Exception 1: The Faltering Company Exception
First the court considered the so-called “faltering company exception.” Under this exception, an employer does not have to comply with the WARN Act’s notice requirement if, “as of the time that notice would have been required,” it was “actively seeking capital or business which, if obtained would have enabled the employer to avoid or postpone the shutdown,” and the employer “reasonably and in good faith believed that giving the notice required would have precluded the employer from obtaining the needed capital or business.”
The court concluded that Yellow Corp.’s efforts prior to filing bankruptcy clearly indicated that it was attempting to “explore options either to refinance existing indebtedness or to attract new capital,” and that such efforts were “sufficient to fall within the faltering company exception.” More specifically, the court noted that “[r]etaining an investment banker that is actively engaged in exploring the market for sources of new liquidity is precisely the kind of activity that qualifies under the faltering company exception.”
Exception 2: Unforeseeable Business Circumstance Exception
Next, the court considered the “unforeseeable business circumstances exception.” Under this exception, an employer does not have to comply with the 60-day notice requirement if a layoff is “caused by business circumstances that were not reasonably foreseeable” at the time that the notice would have normally been required.
In determining whether the present events had been “reasonably foreseeable,” the court recognized it must apply an objective standard to determine “whether a similarly situated employer,” using “commercially reasonable business judgment,” would have foreseen the events at the time that the notice would have otherwise been required. The court then determined that it was clear that the company’s shut down was caused by an unforeseeable business event, namely, the “history of brinksmanship” with the union.
Notice to Workers Is Still Necessary Even if Exceptions Apply
The court did not end its analysis at this point. Even if an exception applies, an employer must still give employees as much notice as is practicable and provide a brief statement of the basis for reducing the notification period.
The court held that when the company eventually gave notice to its workers, those notices did not contain enough adequate facts to justify the reduced notice period. Yellow Corp.’s first notice to workers was “devoid of actual facts,” while the second notice lacked “language specific to the company’s circumstances.” Therefore, the court held that the company could not successfully rely upon either of the exceptions to avoid WARN Act liability.

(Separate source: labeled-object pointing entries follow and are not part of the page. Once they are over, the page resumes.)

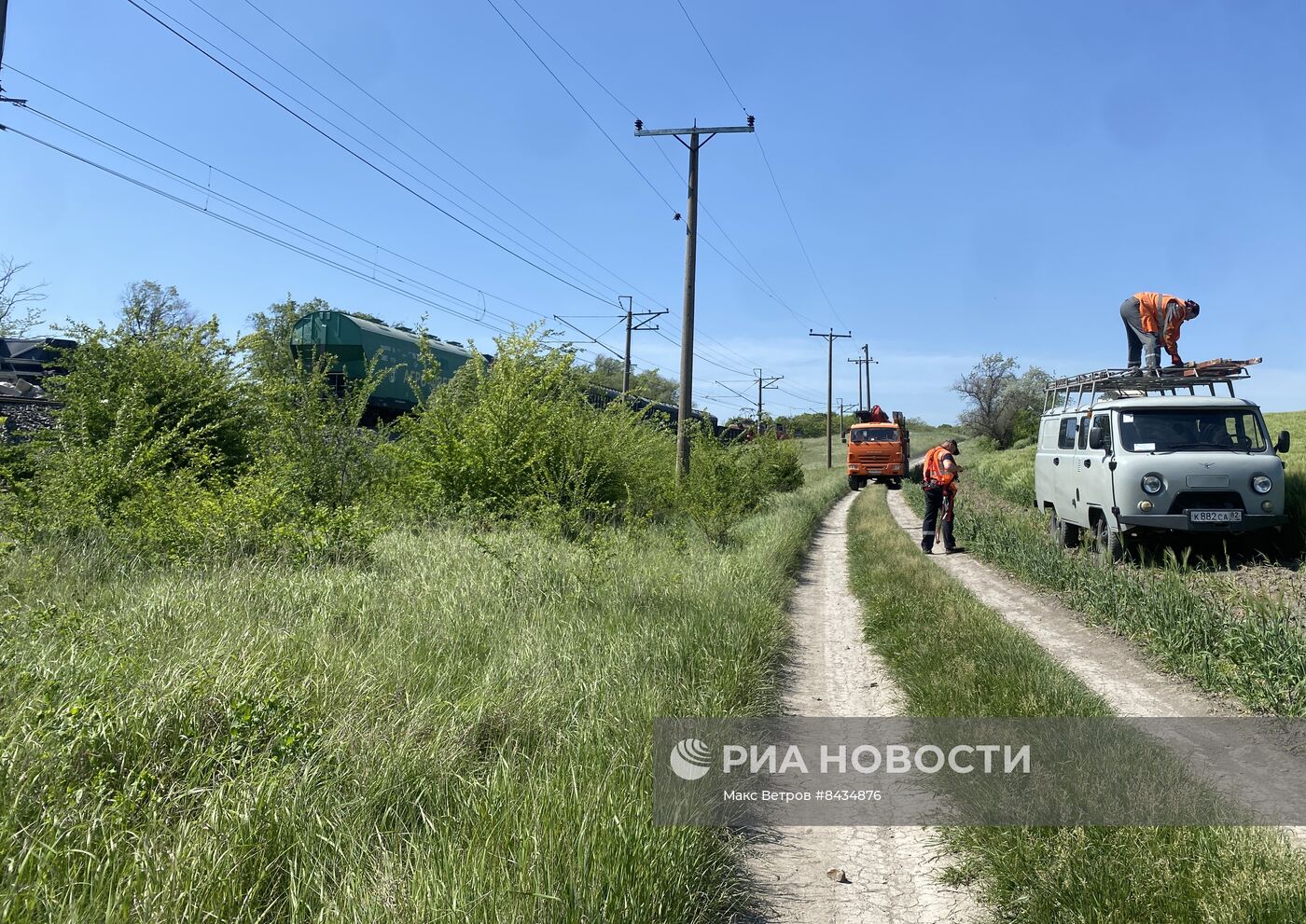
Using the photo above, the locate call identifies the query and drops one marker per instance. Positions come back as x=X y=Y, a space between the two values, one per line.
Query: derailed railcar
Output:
x=656 y=410
x=353 y=342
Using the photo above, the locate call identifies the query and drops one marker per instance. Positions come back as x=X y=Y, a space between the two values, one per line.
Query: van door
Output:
x=1063 y=471
x=1094 y=476
x=1044 y=469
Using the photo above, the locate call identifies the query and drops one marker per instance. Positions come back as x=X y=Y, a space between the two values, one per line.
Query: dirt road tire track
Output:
x=892 y=871
x=1114 y=669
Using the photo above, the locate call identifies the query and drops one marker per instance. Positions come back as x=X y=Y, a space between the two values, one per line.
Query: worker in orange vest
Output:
x=1152 y=320
x=939 y=476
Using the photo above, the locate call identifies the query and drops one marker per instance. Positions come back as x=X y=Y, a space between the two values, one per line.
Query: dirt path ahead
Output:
x=891 y=871
x=1113 y=669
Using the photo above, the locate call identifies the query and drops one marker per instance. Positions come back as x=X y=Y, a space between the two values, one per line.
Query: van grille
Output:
x=1207 y=500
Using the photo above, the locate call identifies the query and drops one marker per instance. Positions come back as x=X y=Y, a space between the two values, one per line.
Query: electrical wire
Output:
x=248 y=228
x=349 y=150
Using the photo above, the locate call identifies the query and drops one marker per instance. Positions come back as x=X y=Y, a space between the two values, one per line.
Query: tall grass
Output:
x=955 y=656
x=456 y=731
x=1244 y=645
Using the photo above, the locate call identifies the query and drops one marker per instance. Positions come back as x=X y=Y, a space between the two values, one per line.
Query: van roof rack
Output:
x=1068 y=393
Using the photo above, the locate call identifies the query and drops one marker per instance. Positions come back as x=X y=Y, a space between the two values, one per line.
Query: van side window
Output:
x=1104 y=421
x=1067 y=434
x=1048 y=437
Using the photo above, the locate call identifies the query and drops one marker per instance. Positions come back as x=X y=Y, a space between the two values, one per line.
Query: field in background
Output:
x=1234 y=627
x=456 y=730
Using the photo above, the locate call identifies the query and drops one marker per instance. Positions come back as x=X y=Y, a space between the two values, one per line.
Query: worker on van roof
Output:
x=1152 y=320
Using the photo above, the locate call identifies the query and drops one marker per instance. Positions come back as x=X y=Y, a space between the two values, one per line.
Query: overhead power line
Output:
x=349 y=150
x=446 y=153
x=255 y=231
x=384 y=139
x=757 y=278
x=215 y=169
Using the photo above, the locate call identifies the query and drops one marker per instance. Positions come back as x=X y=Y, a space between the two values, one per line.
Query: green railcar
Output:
x=353 y=342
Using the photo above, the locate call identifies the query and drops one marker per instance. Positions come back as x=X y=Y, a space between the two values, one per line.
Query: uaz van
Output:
x=1123 y=456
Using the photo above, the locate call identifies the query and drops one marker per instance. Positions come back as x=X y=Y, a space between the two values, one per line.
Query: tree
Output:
x=19 y=312
x=1002 y=405
x=147 y=310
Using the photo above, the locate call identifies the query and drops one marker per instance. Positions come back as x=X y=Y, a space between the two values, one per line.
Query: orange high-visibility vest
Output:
x=931 y=470
x=1152 y=310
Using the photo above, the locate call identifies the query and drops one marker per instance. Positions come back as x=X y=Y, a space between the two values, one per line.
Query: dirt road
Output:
x=1113 y=667
x=891 y=871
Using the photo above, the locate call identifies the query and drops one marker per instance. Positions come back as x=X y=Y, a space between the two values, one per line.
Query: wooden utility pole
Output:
x=829 y=391
x=763 y=382
x=4 y=19
x=691 y=248
x=630 y=316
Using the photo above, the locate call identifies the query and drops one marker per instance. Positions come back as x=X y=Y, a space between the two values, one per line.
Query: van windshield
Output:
x=881 y=434
x=1191 y=430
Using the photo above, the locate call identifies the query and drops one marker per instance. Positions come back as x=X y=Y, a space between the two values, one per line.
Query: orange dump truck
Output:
x=879 y=449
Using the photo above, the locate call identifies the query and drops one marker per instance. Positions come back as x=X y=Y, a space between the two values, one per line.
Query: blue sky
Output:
x=966 y=178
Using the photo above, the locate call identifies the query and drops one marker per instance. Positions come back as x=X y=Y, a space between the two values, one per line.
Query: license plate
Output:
x=1215 y=516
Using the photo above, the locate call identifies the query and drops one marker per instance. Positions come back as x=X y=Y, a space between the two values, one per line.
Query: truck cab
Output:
x=878 y=449
x=1126 y=460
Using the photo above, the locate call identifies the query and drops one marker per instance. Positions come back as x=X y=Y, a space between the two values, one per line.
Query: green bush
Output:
x=729 y=482
x=516 y=440
x=169 y=448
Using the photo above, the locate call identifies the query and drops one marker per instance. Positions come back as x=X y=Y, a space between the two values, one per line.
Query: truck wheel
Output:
x=1109 y=543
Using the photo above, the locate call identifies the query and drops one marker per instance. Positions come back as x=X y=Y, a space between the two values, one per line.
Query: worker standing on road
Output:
x=939 y=480
x=1152 y=320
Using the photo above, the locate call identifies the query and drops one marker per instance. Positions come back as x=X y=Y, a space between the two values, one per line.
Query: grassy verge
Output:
x=1227 y=640
x=953 y=656
x=456 y=731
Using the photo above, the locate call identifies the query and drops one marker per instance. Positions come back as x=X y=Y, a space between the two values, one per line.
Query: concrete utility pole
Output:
x=691 y=248
x=630 y=316
x=866 y=362
x=858 y=361
x=829 y=391
x=763 y=382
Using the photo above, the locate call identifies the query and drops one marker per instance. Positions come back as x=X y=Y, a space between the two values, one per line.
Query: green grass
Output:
x=1228 y=640
x=1295 y=423
x=457 y=731
x=955 y=656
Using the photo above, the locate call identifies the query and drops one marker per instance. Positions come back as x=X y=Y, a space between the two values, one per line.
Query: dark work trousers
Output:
x=938 y=502
x=1142 y=343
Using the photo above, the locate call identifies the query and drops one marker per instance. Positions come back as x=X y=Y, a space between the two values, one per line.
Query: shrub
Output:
x=167 y=448
x=515 y=439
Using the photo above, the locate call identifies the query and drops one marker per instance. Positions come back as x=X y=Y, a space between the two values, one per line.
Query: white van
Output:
x=1122 y=454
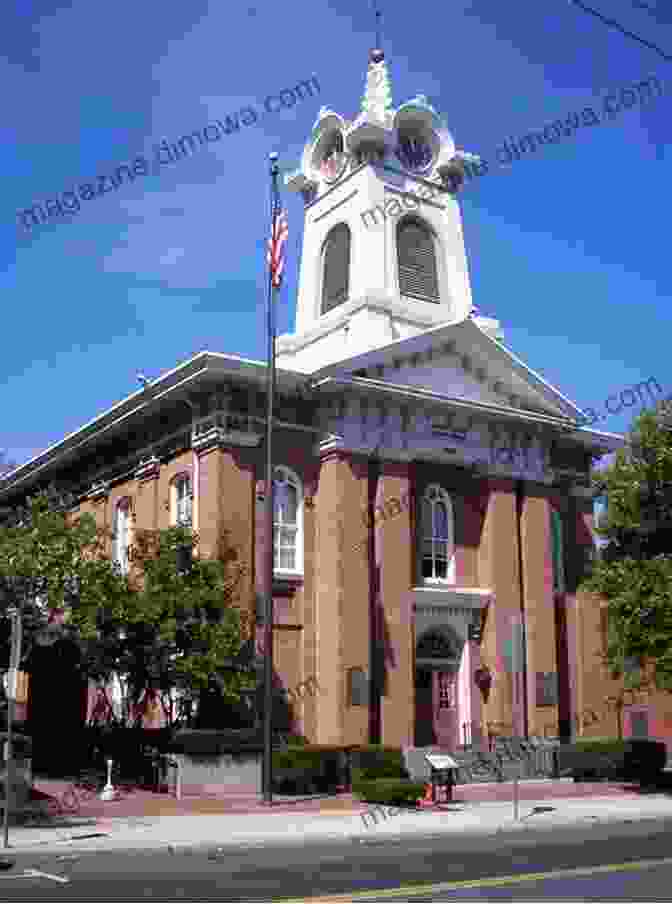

The Liquidating Fiduciary Exception
The company had another argument to avoid WARN Act liability, referred to as the “liquidating fiduciary exception.” Under Department of Labor regulations, certain employers “whose sole function in the bankruptcy process is to liquidate a failed business… does not succeed to the notice obligations.” Hence, the question before the court was whether, at the time of the layoffs, the company was still engaged in its usual business activity. The court determined that, as of the date on which nonunion employees had been fired, the company was still an employer because it was still making deliveries. However, it was less clear whether there was usual business activity at the time when union workers were fired a number of days later. Accordingly, the court was unable to grant summary judgment on this exception to liability.
Takeaways
Financially distressed companies have many responsibilities to creditors and other stakeholders:
- Management and professional advisors must consider compliance with the WARN Act employee notice requirements when there is a potential for mass layoffs.
- Even if you qualify for an exception, you may still need to give notice.
- Check for state law “mini-WARN Acts” that may have different requirements.
Although there are exceptions to the WARN Act notice requirements when a company is faltering or facing unforeseen circumstances, strict compliance is still necessary to avoid liability to employees.